Qu’en est-il ? Une caisse nationale du régime universel (CNRU) va être créée dès décembre 2020 : elle exercera un pilotage préfigurant le régime futur sous la houlette d’un Conseil d’administration et d’un directeur général : elle viendra ce faisant déposséder les régimes existants d’une très large partie de leur autonomie dès la phase transitoire, prélude à une inclusion complète.
Cette dépossession concerne tant le pilotage des régimes que leur gestion administrative : autrement dit, elle couvre l’ensemble du champ d’activité d’un régime de retraite.
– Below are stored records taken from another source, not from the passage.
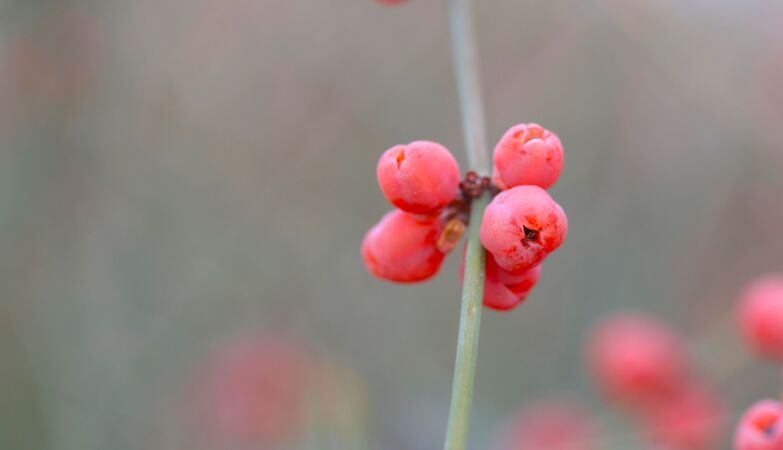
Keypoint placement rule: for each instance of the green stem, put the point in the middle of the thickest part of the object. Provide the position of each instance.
(467, 342)
(466, 70)
(472, 113)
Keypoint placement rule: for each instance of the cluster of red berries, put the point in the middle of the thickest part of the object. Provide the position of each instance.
(521, 226)
(641, 364)
(761, 323)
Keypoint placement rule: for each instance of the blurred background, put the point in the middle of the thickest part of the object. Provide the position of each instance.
(186, 182)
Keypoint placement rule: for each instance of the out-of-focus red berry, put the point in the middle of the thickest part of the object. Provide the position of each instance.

Ces évolutions qui concernent notamment le champ des salariés représenté par les régimes Cnav/Agirc-Arrco viendront tout particulièrement affecter l’écosystème de la retraite complémentaire du secteur privé -et dans une moindre mesure l’Ircantec : le régime Agirc-Arrco s’est caractérisé jusqu’à présent par l’autonomie de pilotage conférée aux Partenaires sociaux et par des modalités de gestion s’écartant sensiblement du modèle en place dans les caisses nationales.
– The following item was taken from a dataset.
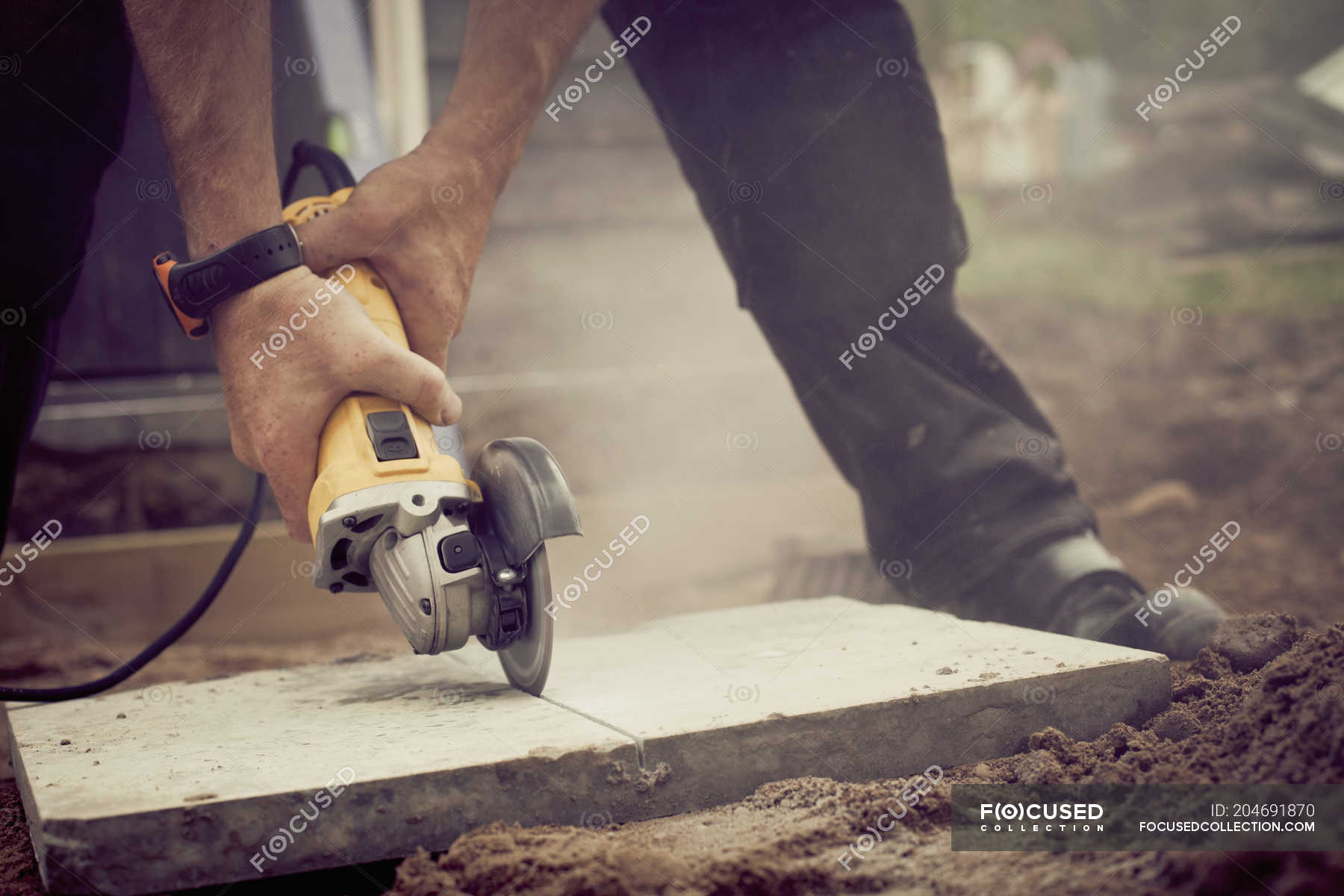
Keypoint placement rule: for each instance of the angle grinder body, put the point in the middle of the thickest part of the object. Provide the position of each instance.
(453, 554)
Cette double originalité pilotage / gestion explique qu’au-delà des dispositions concernant l’ensemble des 42 régimes, de nombreux points du texte visent tout particulièrement la situation spécifique du périmètre Agirc-Arrco.
1.Volet pilotage et financier
La mise en place d’un pilotage financier et l’instauration d’une trajectoire d’équilibre pluriannuel du système universel ont pour objet de répondre à l’objectif de soutenabilité du futur régime. Ce faisant, la réforme « systémique » met en place une organisation qui n’est pas sans lien avec le « paramétrique », montrant le caractère parfois artificiel de la distinction entre ces 2 notions. Cet enjeu majeur de l’équilibre, porté par le projet de loi organique, suppose de mettre en place rapidement une gouvernance coiffant celle des régimes en place : il s’agit d’éviter, dès à présent, que l’un des 42 régimes ne vienne à s’engager dans des décisions financières ou réglementaires qui s’écarteraient de la nécessaire convergence vers le régime universel.
Par la perspective d’« une intégration financière complète », dès 2022 la couleur est annoncée. Elle conduira la grande caisse nationale, établissement public administratif, à disposer très rapidement d’un droit de regard sur le pilotage technique et financier des régimes. Cette prise en main rapide peut s’illustrer entre autres choses par l’établissement d’un état des lieux financier des comptes des régimes dès 2020 et par l’obligation qui sera faite aux régimes de transmettre les délibérations de leurs gouvernances permettant, le cas échéant, l’exercice d’un droit d’opposition de la tutelle étatique.
En ce sens également, la perspective prochaine d’une inclusion de la retraite Agirc-Arrco dans la loi de Financement de la Sécurité Sociale (LFSS) conduira à placer de fait ce régime – personnifié par les Partenaires sociaux- sous la responsabilité du Parlement. Cette mise sous tutelle du pilotage paritaire qui de l’avis général n’a pas démérité peut faire sourire quand, par un même constat, il est admis que l’Etat ne s’est quant à lui pas montré un gestionnaire irréprochable ! Il reste que cette « prise de contrôle » induite par la mise en place du système unifié, est rendue nécessaire pour que le nouveau système puisse piloter la trajectoire d’équilibre dont on connait la difficulté.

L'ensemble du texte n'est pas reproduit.